Defense attorney responded to the prosecutor’s explanations regarding his striking of these venirepersons. Defense attorney stated Cooks would not be held in court beyond 5:00. However, the trial judge stated Cooks could be held as late as 5:30 and stated she was due at work at 5:30. Defense attorney offered no response to the prosecutor’s concern about the fact that Cooks had a niece on probation. We find the trial judge was not clearly erroneous in finding the prosecutor’s explanation satisfactory and in finding defense attorney had failed to demonstrate it was merely pretex-tual.
Defense attorney stated that Venireper-son Brown, whose brother had been prosecuted by the Circuit Attorney’s office for stealing a car, had said her brother had been treated fairly. He also pointed out that Brown’s brother-in-law was a police officer. Given the fact that a close relative of Brown’s had been prosecuted by the Circuit Attorney’s office, we do not find the trial judge was clearly erroneous in finding defense attorney failed to demonstrate the prosecutor’s reasons were merely pretextual. As for Venireperson Jordan, defense attorney pointed out Jordan stated she could be fair despite that (1) two of her brothers were in jail, and (2) she was friends with the docket clerk for the Public *81Defender’s office. Given these relationships, the trial judge was not clearly erroneous in determining defense attorney had not shown the prosecutor’s reasons for his strikes were pretextual and racially motivated.
Defense attorney offered no response to the prosecutor’s reasons for the remaining strikes. If an attorney fails to challenge the prosecutor’s explanations as pretextual, we must assume no challenge was made because the defense was satisfied with the State’s reasons; thus, we are not in a position to find error. State v. Davis, 830 S.W.2d 469, 472[5] (Mo.App.1992). Point denied.
In his third point, Defendant asserts the trial court erred in giving a reasonable doubt instruction patterned after MAI-CR3d 302.04 because that instruction suggests a higher degree of doubt than is constitutionally required for acquittal and a finding of guilt based on a degree of proof below that required by due process.

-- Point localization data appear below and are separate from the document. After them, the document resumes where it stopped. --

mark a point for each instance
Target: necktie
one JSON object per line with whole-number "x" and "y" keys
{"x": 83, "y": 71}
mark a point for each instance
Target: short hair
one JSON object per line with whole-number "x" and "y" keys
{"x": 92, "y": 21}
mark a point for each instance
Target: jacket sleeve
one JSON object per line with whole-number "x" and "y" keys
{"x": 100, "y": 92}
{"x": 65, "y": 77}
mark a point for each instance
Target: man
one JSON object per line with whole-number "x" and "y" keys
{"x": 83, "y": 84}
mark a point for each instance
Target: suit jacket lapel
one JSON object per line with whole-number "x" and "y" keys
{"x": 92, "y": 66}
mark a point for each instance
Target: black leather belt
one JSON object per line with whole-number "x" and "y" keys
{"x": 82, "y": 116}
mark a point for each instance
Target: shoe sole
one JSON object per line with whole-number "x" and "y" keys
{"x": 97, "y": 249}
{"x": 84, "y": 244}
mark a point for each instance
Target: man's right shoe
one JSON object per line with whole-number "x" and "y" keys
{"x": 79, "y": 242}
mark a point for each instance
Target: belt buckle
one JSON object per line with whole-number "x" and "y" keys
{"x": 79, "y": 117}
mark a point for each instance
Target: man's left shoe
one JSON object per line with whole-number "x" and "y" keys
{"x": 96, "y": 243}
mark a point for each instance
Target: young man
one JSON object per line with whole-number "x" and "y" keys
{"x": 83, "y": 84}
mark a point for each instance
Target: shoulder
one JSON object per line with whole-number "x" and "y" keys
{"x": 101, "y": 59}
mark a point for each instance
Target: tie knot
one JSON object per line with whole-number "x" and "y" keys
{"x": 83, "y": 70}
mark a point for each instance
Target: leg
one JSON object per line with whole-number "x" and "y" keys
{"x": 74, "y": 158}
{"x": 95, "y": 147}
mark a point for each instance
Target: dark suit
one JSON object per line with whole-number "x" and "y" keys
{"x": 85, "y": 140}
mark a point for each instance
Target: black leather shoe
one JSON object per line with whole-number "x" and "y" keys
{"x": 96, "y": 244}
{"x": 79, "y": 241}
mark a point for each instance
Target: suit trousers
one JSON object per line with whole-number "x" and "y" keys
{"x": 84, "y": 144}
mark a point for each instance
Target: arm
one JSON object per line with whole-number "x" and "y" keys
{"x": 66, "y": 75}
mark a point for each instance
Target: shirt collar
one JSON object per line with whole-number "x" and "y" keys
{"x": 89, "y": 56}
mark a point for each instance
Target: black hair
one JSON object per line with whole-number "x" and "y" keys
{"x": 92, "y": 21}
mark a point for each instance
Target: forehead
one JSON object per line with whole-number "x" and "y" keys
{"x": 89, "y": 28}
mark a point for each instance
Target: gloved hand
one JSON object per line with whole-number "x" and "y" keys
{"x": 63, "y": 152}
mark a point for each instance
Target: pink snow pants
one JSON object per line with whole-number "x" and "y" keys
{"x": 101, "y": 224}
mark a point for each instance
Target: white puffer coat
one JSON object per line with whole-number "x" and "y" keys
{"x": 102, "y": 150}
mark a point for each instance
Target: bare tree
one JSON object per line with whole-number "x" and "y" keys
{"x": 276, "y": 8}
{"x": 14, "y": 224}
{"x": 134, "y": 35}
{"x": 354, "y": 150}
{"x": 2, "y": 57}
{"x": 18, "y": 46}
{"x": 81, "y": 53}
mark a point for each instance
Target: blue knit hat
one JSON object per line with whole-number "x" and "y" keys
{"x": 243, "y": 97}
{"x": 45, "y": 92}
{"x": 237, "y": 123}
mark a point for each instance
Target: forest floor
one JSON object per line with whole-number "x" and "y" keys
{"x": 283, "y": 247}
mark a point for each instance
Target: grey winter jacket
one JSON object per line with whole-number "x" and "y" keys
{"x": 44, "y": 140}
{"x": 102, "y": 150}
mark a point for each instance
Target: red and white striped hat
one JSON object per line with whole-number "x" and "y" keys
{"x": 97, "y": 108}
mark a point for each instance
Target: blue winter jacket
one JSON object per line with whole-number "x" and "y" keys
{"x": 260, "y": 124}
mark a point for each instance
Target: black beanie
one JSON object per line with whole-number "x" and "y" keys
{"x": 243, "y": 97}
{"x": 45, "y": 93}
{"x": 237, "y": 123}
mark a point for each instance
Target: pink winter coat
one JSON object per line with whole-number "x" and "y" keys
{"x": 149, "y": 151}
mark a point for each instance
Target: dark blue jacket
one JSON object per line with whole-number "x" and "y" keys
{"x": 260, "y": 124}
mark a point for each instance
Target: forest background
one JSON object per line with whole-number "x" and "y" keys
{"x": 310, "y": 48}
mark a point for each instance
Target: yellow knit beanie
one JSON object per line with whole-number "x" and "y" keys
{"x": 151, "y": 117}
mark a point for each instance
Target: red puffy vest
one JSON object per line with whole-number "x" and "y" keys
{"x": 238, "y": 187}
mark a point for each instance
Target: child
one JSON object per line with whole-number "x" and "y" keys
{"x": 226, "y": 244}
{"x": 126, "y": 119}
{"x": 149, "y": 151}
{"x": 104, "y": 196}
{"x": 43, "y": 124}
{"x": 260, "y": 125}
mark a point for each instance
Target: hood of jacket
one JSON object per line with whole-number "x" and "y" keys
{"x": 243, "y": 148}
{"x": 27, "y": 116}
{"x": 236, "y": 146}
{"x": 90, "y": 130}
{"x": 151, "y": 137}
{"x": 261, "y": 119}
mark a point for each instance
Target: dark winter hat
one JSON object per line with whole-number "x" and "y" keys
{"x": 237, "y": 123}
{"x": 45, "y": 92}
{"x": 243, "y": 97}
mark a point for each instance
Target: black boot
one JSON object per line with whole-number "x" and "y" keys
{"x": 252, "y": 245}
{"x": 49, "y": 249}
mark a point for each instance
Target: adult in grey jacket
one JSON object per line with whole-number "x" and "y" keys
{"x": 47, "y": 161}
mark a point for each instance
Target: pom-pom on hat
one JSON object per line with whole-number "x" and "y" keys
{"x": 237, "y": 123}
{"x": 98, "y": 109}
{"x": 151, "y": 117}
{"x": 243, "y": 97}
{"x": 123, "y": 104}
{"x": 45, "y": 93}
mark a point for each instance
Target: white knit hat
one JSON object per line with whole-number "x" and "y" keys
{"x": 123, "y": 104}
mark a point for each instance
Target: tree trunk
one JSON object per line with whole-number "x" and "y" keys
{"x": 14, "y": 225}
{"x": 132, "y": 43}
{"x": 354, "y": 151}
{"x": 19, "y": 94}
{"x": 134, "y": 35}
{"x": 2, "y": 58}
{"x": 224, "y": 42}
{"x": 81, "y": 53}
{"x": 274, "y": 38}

The reasonable doubt instruction has been challenged repeatedly under this same theory, and it has been upheld. State v. Twenter, 818 S.W.2d 628, 634[5] (Mo. banc 1991). “These cases of recent origin firmly establish that the instruction complained of does not violate constitutional standards by decreasing the state’s burden of proof.” Id. Cage v. Louisiana, 498 U.S. 39, 111 S.Ct. 328, 112 L.Ed.2d 339 (1990), did not change Missouri law. Point denied.
The judgment of the trial court is affirmed.
AHRENS, P.J., and REINHARD, J., concur.